Friday, February 18, 2011

What is the purpose of imagery in poetry?What is the purpose of imagery in odes, elegies, haikus, sonnets and lyrics? Thanks

There are numerous answers to your question about the purpose of imagery in poetry.  I'll mention one that is particularly relevant to poetry, as opposed to prose.


There probably is no accurate definition (in our current literary climate) of poetry, that covers everything that today is considered poetry.  For instance, what we accept today as prose poetry doesn't fit any standard definitions from the past of what poetry is.  If there is a single characteristic that at least fits most of what is considered poetry, it may be compressed language.


Poetry has a need to say as much as possible in as few words as possible.  That is true with most successful writing, of course, but the need is more pronounced in poetry.


Imagery is an important form of compressed language, and is therefore vital in poetry.  Other forms of compressed language, such as simile and metaphor, often create imagery.  They help a writer to accomplish as much as possible in as few lines as possible. 


Consider Randall Jarrell's "The Death of the Ball Turret Gunner":



From my mother's sleep I fell into the State


And I hunched in its belly till my wet fur froze.


Six miles from earth, loosed from its dream of life,


I woke to black flak and the nightmare fighters.


When I died they washed me out of the turret with a hose.

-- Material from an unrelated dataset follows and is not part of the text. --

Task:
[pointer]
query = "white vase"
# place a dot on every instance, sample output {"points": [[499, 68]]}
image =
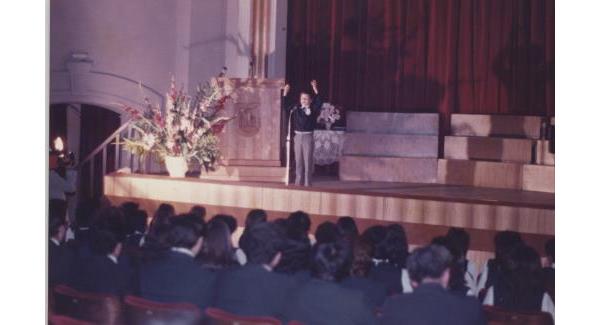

Looking at only the final line, the image of fellow soldiers washing the leftover bits of a man ripped to shreds by shrapnel creates multiple meanings, reactions, and emotions:


  • Horror

  • Shock

  • Disgust

  • Disbelief or at least discomfort at the nonchalance that seems to be involved

  • anti-war sentiment

  • irony

  • pity

Notice that none of the words I use to describe the meanings, etc. of the image are used by the writer:  they are all revealed by the image.  That's what imagery does for poetry.